Les SIAE perçoivent une aide au poste versée par l’État. Selon l’arrêté du 4 décembre 2024, le montant socle de cette aide atteint 23 921 euros par poste à temps plein en 2025. Une rupture anticipée peut entraîner une réévaluation de cette aide si les objectifs d’insertion ne sont pas atteints.

En pratique, cela signifie que la structure a un intérêt direct à privilégier une sortie positive (embauche en CDI, accès à une formation) plutôt qu’une rupture sèche. Le salarié peut s’appuyer sur cet argument lors des échanges avec son encadrant ou son conseiller en insertion professionnelle.

Une conseillère en insertion professionnelle accompagne une femme dans les démarches de résiliation de son contrat d'insertion

La rupture pour faute grave, elle, prive le salarié de l’indemnité de fin de contrat. La rupture d’un commun accord ou pour embauche extérieure préserve au contraire les droits à l’allocation chômage, sous réserve des conditions habituelles d’affiliation à France Travail.

Démarches concrètes pour le salarié qui veut quitter un CDDI

La procédure dépend du motif invoqué. Deux situations concentrent la majorité des cas.

Rupture pour embauche en CDD long ou CDI

Le salarié doit informer la structure par écrit, en précisant la date de prise de poste chez le nouvel employeur. Un préavis est à respecter, dont la durée dépend des dispositions prévues au contrat ou de la convention collective applicable. Joindre une copie de la promesse d’embauche ou du nouveau contrat signé accélère la procédure et évite tout litige.

Rupture d’un commun accord

Salarié et employeur formalisent leur accord par écrit. Ce document précise la date de fin effective, les éventuelles indemnités et les conditions de sortie. Le conseiller en insertion professionnelle est généralement associé à cette démarche pour organiser la suite du parcours (inscription à France Travail, accès à une formation).

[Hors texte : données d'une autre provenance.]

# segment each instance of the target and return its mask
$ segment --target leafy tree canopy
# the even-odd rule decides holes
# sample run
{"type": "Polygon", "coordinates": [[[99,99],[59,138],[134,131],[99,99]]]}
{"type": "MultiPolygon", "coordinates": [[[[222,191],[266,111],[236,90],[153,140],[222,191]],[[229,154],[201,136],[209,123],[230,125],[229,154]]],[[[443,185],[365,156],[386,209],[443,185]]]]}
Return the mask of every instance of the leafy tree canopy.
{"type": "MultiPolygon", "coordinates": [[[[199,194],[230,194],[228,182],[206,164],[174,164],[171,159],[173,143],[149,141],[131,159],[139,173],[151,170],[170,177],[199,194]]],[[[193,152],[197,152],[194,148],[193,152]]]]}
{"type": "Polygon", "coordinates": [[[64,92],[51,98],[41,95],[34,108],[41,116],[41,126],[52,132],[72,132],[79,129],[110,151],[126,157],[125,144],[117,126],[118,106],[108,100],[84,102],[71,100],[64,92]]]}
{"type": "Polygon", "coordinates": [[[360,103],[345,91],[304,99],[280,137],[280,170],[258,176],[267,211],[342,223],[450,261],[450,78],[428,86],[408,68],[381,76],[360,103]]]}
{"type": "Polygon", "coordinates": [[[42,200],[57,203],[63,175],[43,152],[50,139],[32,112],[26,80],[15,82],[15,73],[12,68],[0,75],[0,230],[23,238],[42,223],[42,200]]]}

Dans les deux cas, la structure doit remettre au salarié les documents de fin de contrat :

  • Le certificat de travail mentionnant la période d’emploi.
  • L’attestation employeur destinée à France Travail, nécessaire pour l’ouverture ou la reprise des droits à l’allocation chômage.
  • Le solde de tout compte détaillant les sommes versées (salaire restant dû, indemnité compensatrice de congés payés, indemnité de fin de contrat le cas échéant).

Démission en période d’essai et conséquences sur les allocations

Pendant la période d’essai du CDDI, chaque partie peut mettre fin au contrat sans motif particulier et sans procédure lourde. Le salarié qui rompt sa période d’essai est toutefois considéré comme démissionnaire au sens de l’assurance chômage.

Cette qualification entraîne une suspension temporaire des allocations. Pour les réactiver, le salarié doit remplir les conditions fixées par France Travail, ce qui peut prendre plusieurs mois. Contacter son agence au 3949 dès la rupture permet de clarifier sa situation individuelle sans délai inutile.

Quand le CDDI arrive à son terme normal sans renouvellement, la situation est plus simple : le salarié bénéficie des droits au chômage dans les conditions classiques, à condition d’avoir travaillé suffisamment longtemps pour remplir la durée d’affiliation requise. La fin de contrat à échéance reste la sortie la moins risquée sur le plan administratif, même si elle n’est pas toujours compatible avec un projet professionnel en cours de construction.